KUCHING: Bursa Malaysia Bhd’s (Bursa) financial year 2018 (FY18) earnings are expected to meet analysts’ full year forecast, driven robust securities trading moving forward.
The research arm of MIDF Amanah Investment Bank Bhd (MIDF Research) saw that Bursa’s second quarter of FY18 (2QFY18) profits was already forecast to come in between RM65 million and RM67 million, with growth of around 2.3 per cent year-on-year (y-o-y).
“We attribute the earnings expansion to stronger average daily trading volume (ADTV) traded for securities market (OMT). Overall, we expect earnings to account circa 52.8 per cent of the full year earnings forecasts,” it said in its note yesterday.
This comes as Bursa’s ADTV traded in 2QFY18 has increased to RM2.8 billion, a growth of 6.1 per cent y-o-y.
“The month of May saw the highest ADTV closed at RM3.6 billion, posted an increase of 22.9 per cent y-o-y from the same period last year.
“Notably, subsequent month of June saw ADTV to ease drastically, with average closing below its quarterly mean at RM2.5 billion.

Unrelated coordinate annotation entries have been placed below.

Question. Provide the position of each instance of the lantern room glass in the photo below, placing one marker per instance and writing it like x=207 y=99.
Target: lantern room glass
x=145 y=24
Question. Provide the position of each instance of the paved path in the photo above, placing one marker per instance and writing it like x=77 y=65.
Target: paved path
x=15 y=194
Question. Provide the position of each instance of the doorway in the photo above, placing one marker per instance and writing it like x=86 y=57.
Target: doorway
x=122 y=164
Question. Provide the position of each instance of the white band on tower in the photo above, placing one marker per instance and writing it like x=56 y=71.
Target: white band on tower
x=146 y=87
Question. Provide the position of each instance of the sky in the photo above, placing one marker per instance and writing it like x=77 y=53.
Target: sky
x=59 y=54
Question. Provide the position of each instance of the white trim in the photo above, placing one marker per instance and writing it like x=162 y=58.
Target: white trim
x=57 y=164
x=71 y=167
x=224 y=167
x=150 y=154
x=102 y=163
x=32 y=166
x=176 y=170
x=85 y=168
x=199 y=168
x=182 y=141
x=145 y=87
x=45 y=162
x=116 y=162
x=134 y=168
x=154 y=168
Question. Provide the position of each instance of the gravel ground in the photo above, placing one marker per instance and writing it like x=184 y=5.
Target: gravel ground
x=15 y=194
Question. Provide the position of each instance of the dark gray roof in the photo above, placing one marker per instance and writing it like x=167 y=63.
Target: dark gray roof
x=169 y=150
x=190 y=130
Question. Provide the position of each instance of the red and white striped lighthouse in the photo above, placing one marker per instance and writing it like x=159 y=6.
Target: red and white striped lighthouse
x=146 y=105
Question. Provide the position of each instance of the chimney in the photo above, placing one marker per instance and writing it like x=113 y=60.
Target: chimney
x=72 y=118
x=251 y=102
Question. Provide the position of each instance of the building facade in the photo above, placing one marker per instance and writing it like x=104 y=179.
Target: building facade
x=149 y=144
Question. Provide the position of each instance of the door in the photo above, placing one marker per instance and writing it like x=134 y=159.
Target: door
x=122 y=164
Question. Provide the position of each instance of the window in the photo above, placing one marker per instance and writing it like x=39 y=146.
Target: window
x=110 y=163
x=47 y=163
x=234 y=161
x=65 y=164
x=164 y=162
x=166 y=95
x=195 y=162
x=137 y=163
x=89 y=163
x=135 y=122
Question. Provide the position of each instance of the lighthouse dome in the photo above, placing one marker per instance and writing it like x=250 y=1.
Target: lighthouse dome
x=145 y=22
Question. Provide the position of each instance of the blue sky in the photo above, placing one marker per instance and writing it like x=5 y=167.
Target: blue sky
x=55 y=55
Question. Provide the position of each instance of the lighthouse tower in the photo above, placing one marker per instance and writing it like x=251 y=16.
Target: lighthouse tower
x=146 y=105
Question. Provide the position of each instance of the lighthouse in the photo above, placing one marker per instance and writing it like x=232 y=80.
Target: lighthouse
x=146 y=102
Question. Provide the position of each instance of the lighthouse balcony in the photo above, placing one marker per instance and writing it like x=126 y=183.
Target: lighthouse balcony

“However, it is noted that this volume in June still posted growth, climbing by 9.5 per cent y-o-y. In terms of securities trading revenue, we estimated it will come in between RM77 million to RM81 million for 2QFY18,” MIDF Research explained.
Aside from that, it noted that revenue from derivatives trading is expected to record marginal growth, by approximately 2.7 per cent y-o-y.
It said: “We attribute this positive variance to strong improvement in FKLI contracts traded, which grew by 38.7 per cent y-o-y.
“While the bulk of the contracts traded were composed of FCPO, we noted that FKLI contracts command higher trade fee. In terms of overall contracts traded, it shrunk by 3.5 per cent y-o-y in 2QFY18.”
All in, MIDF Research said: “We believe that earnings are still able to meet our full year forecast driven by our expectation of robust securities trading moving forward. All things considered, we maintain our FY18 forecast at this juncture.”
As for the bourse’s performance next year, the research team believed the market environment in FY19 should encourage more trading activities, provided that more clarity is available, in terms of major economic direction by the new government.
“However, we believe that this have been factored in by investors. In addition, there is a possible downside risk stemming from external sector namely the US-China trade spat,” it added.